Dimanche 25 avril, 0 heure. Les valeureux rescapés de ce marathon décidèrent d'un commun accord de clôturer la soirée. Rude journée qui a vu un des favoris abandonner en cours d'épreuve, au début du 8ème round, pour raison médicale, et où un deuxième a été quasiment porté à bout de bras et de paupières pour arriver à franchir la ligne d'arrivée, terrassé à la fois par un hoquet opiniâtre et un sommeil du juste. Je me demande si pour la prochaine verticale, il ne faudra pas exiger un certificat médical au départ de l'épreuve.(aaa)
A l'heure de se coucher, tout le monde arborait fièrement un sourire estampillé « Las Cases », les dents joliment colorées de tous les tanins de la journée. De quoi faire de beaux rêves au pied des montagnes valaisannes, toujours coiffées de leur blanc bonnet.

Dimanche 25 avril, 0 heure 15.Dissolution officielle du Las Cases'Group from Leytron! C'est la fin d'une belle aventure qui se poursuivra néanmoins jusqu'à la fin d'après-midi, sur une terrasse surplombant la ville de Sion, de quoi réviser encore un peu!

C'est fini!

Si je devais résumer cette verticale en quelques mots, je dirais que le Grand vin du Marquis de Léoville est effectivement un grand vin, qui s'en tire cependant de façon irrégulière suivant les millésimes.
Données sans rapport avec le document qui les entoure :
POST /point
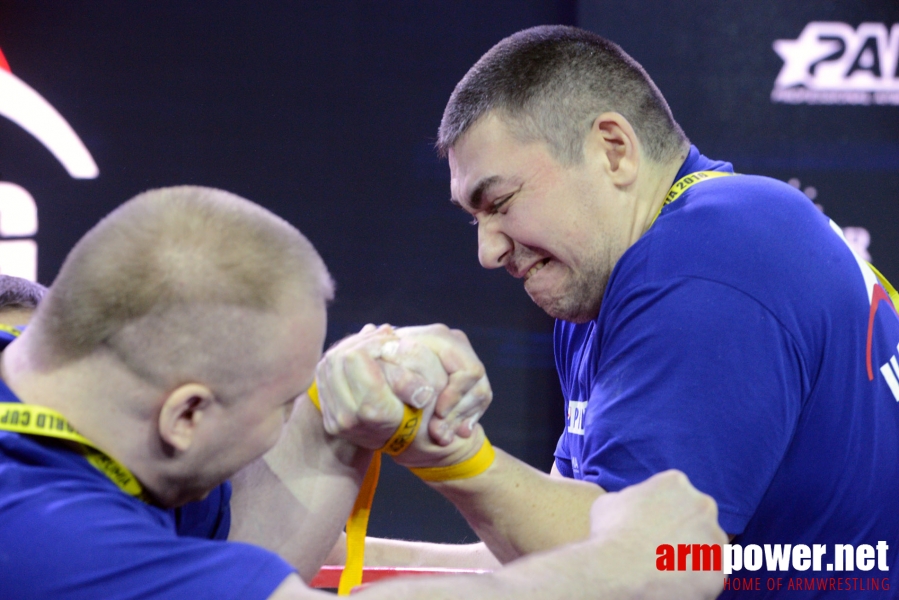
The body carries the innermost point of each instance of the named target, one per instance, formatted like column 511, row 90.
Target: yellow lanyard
column 687, row 181
column 46, row 422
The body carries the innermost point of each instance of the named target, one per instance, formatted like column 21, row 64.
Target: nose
column 494, row 246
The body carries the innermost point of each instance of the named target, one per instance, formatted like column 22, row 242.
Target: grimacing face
column 250, row 427
column 559, row 228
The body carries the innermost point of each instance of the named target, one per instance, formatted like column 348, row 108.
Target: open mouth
column 535, row 268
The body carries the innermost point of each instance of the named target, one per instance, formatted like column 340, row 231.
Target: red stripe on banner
column 329, row 577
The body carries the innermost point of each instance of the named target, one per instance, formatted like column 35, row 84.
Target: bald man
column 166, row 358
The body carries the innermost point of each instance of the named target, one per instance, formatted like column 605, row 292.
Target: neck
column 102, row 400
column 654, row 189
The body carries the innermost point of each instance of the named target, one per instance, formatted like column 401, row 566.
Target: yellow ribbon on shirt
column 687, row 181
column 46, row 422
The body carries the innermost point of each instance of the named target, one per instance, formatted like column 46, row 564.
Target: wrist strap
column 475, row 465
column 403, row 436
column 357, row 524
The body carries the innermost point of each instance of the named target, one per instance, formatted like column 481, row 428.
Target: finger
column 415, row 372
column 463, row 418
column 340, row 402
column 379, row 410
column 410, row 387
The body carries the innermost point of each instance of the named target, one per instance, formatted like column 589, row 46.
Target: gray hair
column 178, row 265
column 549, row 83
column 18, row 293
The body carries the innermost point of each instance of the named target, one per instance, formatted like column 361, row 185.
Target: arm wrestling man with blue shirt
column 705, row 321
column 167, row 357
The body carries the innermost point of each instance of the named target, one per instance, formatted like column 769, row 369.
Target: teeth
column 535, row 268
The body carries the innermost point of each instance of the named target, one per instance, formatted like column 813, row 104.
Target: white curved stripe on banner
column 24, row 106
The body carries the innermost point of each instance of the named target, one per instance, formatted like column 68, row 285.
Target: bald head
column 173, row 278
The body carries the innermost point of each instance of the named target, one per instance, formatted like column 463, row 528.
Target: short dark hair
column 16, row 293
column 550, row 83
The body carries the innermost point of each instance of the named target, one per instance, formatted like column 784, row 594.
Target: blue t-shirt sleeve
column 563, row 457
column 81, row 542
column 209, row 518
column 694, row 375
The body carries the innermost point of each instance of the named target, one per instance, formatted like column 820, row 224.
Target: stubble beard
column 580, row 298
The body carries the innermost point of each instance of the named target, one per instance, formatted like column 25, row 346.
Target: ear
column 182, row 412
column 614, row 142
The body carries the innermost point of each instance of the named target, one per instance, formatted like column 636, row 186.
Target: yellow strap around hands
column 357, row 524
column 356, row 528
column 472, row 467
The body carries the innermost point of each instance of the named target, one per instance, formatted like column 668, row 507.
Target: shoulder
column 754, row 234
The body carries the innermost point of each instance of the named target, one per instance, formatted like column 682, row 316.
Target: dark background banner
column 326, row 113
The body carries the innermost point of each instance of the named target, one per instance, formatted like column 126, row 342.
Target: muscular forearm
column 518, row 510
column 296, row 499
column 401, row 553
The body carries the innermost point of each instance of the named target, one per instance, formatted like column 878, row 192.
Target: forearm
column 569, row 573
column 516, row 509
column 381, row 552
column 295, row 500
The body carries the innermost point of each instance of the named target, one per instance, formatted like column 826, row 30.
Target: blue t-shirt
column 67, row 531
column 741, row 341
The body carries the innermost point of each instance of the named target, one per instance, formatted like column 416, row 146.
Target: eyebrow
column 476, row 200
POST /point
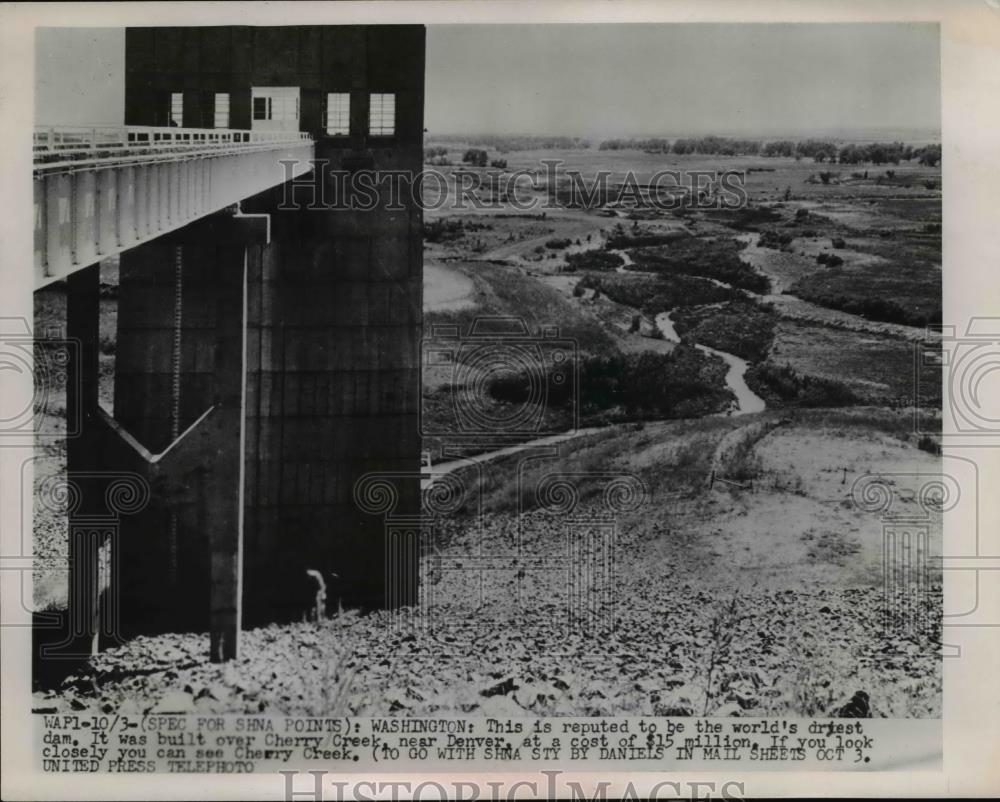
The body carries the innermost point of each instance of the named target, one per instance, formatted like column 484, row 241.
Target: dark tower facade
column 334, row 309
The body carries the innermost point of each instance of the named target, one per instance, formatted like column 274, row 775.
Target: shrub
column 684, row 382
column 712, row 258
column 782, row 386
column 740, row 327
column 776, row 240
column 829, row 259
column 475, row 157
column 594, row 260
column 929, row 444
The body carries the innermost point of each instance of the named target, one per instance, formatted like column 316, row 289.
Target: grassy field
column 712, row 609
column 782, row 559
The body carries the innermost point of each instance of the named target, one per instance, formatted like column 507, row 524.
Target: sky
column 605, row 80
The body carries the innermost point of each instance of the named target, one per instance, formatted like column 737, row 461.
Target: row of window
column 381, row 111
column 381, row 114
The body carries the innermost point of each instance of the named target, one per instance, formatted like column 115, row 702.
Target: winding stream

Plus grand ou aussi grand que les plus grands, je ne sais, mais pour qui a eu le bonheur de tremper ses lèvres dans un 1947, un 1948, un 1959, un 1966, un 1978, un 1989, un 1996, un 1998, voire un 2000 (même si sur ce coup-là , Barton m'a plus impressionné!), cela ne fait aucun doute! Monsieur le Marquis est bien une légende bordelaise!